2. Vertical Integration and Consolidations
With the combination of engineering, software, and equipment, the service offerings by the oil and gas industry are unlocking significant values for customers. Some oil and gas companies can be seen developing a wider range of services with the help of mergers and partnerships while others have completely shifted their activities towards a completely in-house approach.
3. New Revenue Models
Due to the advancement in technology, newer revenue models can be seen emerging in the industry. These include contracts that are entirely performance-based and combine the efficiencies of services and equipment. While these technologies involve significant capital expenditures, they result in very stable income flows – which in turn allows oil and gas companies to practice flexibility.

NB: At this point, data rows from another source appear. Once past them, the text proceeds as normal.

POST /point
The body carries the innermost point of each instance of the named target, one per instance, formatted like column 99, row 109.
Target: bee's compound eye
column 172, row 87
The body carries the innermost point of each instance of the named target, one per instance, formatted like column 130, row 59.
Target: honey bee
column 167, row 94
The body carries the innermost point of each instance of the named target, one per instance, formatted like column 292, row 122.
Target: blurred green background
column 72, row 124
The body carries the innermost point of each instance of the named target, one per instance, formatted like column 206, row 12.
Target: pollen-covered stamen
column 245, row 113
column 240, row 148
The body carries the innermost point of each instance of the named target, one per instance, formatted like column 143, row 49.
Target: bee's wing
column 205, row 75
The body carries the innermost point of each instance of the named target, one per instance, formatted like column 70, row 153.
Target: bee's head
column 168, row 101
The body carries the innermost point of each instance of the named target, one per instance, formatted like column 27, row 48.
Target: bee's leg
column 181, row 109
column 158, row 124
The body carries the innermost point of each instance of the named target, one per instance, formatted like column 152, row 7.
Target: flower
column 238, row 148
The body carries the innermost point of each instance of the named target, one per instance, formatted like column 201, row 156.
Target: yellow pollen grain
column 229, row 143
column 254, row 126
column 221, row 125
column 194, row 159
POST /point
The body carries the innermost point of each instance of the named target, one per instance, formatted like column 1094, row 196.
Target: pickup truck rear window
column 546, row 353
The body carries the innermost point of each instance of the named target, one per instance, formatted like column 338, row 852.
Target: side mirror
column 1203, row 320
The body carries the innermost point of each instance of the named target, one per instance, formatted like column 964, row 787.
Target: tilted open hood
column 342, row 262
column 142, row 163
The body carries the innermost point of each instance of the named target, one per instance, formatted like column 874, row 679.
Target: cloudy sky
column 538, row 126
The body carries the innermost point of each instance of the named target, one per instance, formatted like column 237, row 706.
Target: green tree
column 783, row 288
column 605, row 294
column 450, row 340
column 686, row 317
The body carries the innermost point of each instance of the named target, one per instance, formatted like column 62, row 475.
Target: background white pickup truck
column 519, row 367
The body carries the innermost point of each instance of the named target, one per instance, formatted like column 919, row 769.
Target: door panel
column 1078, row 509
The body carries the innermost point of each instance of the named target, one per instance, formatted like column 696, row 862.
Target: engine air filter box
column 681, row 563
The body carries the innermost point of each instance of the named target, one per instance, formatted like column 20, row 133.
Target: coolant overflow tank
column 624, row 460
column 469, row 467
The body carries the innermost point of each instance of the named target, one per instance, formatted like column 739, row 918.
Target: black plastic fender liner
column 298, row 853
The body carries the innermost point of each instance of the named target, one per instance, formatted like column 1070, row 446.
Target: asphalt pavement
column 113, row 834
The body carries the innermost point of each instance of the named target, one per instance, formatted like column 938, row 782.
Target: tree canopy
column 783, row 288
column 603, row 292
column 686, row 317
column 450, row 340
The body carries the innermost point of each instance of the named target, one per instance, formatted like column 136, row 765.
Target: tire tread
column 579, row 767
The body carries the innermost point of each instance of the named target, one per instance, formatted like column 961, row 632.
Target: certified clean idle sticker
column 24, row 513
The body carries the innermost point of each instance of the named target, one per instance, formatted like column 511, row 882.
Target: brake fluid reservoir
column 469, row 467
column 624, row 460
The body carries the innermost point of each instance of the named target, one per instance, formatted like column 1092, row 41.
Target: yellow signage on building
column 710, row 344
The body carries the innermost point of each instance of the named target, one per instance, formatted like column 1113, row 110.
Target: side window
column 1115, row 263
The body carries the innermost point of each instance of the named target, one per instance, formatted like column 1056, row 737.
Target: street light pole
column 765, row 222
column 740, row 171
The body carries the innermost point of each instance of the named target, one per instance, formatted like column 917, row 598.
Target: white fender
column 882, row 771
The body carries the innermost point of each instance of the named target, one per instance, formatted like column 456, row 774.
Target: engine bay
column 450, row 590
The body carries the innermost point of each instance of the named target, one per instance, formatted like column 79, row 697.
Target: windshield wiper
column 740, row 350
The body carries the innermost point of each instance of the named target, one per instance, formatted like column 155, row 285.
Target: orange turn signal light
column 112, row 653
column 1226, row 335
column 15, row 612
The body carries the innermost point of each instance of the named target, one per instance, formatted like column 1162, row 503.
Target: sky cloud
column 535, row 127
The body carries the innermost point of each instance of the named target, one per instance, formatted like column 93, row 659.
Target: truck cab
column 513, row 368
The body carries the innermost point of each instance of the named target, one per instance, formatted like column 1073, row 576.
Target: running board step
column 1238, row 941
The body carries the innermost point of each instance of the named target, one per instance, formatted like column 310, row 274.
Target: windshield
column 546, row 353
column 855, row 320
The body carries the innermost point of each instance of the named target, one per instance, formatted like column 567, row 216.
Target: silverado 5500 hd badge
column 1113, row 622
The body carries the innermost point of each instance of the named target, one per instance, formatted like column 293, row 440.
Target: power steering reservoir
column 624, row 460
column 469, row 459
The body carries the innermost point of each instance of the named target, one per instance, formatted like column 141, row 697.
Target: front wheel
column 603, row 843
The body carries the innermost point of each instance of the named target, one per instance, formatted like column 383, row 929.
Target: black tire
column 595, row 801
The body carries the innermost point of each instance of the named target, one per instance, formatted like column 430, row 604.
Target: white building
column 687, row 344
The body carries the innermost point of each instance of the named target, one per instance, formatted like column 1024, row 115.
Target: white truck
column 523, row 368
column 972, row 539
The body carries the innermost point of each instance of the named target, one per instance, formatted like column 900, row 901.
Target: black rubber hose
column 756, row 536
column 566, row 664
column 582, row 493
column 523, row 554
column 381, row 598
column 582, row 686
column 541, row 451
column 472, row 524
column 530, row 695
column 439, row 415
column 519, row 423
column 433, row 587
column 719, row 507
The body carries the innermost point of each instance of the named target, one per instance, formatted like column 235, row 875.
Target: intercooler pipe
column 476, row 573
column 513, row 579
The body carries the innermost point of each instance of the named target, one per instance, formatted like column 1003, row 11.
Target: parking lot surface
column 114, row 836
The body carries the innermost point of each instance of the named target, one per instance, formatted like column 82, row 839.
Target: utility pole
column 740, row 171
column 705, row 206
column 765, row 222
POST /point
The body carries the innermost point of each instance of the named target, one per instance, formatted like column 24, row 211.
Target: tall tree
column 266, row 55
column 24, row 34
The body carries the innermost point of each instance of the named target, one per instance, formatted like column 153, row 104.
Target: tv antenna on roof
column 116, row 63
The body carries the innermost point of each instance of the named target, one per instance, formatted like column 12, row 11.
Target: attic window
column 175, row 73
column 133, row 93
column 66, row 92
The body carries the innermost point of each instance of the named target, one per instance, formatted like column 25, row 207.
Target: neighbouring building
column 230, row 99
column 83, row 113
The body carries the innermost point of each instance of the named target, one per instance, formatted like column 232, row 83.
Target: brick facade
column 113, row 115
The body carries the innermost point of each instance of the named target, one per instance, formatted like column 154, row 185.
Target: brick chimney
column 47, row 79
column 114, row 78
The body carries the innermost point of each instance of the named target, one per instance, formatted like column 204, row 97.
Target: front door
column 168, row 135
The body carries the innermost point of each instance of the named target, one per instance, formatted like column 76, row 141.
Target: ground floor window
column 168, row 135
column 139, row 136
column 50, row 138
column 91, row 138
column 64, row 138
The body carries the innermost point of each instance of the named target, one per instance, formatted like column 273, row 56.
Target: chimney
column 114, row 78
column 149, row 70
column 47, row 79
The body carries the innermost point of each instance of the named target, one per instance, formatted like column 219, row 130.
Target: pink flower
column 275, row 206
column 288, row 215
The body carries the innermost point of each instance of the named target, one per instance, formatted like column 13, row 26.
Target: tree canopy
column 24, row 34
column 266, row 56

4. New Service and Equipment Models
The sustained investment of oil and gas companies into new technologies has allowed them to capture new avenues of growth. This is especially the case when these companies focus on achieving their respective goals of efficiency. With this regard, there are some oil and gas companies out there that are redesigning their equipment in a manner that their new and modular designs are driving out all kinds of inefficiencies. As a result of this, these companies are experiencing as much as 15 to 30 percent in cost cuts and savings.
Will These Cost Cuts Be Sustainable in the Long Term?
A rule of thumb in determining whether cost cuts are sustainable in the long term can be found from the sources of costs. Oil and gas companies should know that:
- The savings from postponed activities are temporary.
- The savings from lower-priced services and goods are completely dependent on the oil market and oil price conditions.
- The elimination of specification changes and demands can have the potential to be sustainable and permanent.
Oil and gas operations are commonly found in remote locations far from company headquarters. Now, it's possible to monitor pump operations, collate and analyze seismic data, and track employees around the world from almost anywhere. Whether employees are in the office or in the field, the internet and related applications enable a greater multidirectional flow of information – and control – than ever before.